1. An adaptive water level and temperature monitoring device, characterized in that: It includes a hollow tube with a water inlet hole on the lower side and a flange on the top. A housing is located on the top surface of the flange, and an automatic telescopic cable reel is located inside the housing. One end of the cable on the automatic telescopic cable reel is connected to the controller, and the other end extends into the inner cavity of the hollow tube and is connected to a temperature sensor. A counterweight is located on the top surface of the temperature sensor, and a float is located above the counterweight. A through hole for the cable to pass through is located in the middle of the float, and a pair of clamps for holding the cable are detachably connected to the top of the float.

2. The adaptive water level and temperature monitoring device according to claim 1, characterized in that: The clamp is a semi-conical body with a larger top and a smaller bottom.
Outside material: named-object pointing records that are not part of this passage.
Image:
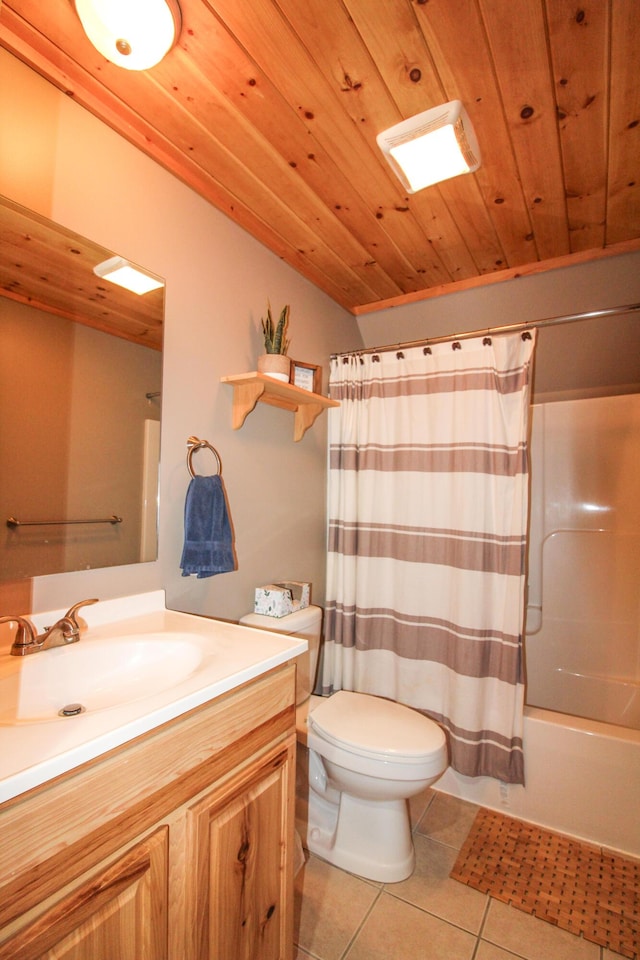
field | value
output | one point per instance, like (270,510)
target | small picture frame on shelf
(308,376)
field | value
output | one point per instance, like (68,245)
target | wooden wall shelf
(251,388)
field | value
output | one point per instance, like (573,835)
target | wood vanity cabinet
(176,846)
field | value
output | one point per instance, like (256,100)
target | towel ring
(194,444)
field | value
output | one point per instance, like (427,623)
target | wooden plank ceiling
(270,110)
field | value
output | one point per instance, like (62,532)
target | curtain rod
(487,331)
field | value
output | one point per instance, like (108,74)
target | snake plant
(275,339)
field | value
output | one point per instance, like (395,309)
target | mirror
(80,401)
The top surface of the float has a conical hole for receiving the semi-conical body, the top surface of the semi-conical body has a bolt through hole for connecting the float, and the flat side wall of the semi-conical body has a slot for squeezing the cable.

3. The adaptive water level and temperature monitoring device according to claim 1, characterized in that: The counterweight is composed of two rectangular plates connected by multiple bolts. The sidewalls of the rectangular plates have cable passage grooves. The radius of the cable passage grooves is larger than the radius of the cable but smaller than the radius of the temperature sensor.

4. The adaptive water level and temperature monitoring device according to claim 1, characterized in that: A grating plate is installed at the water inlet.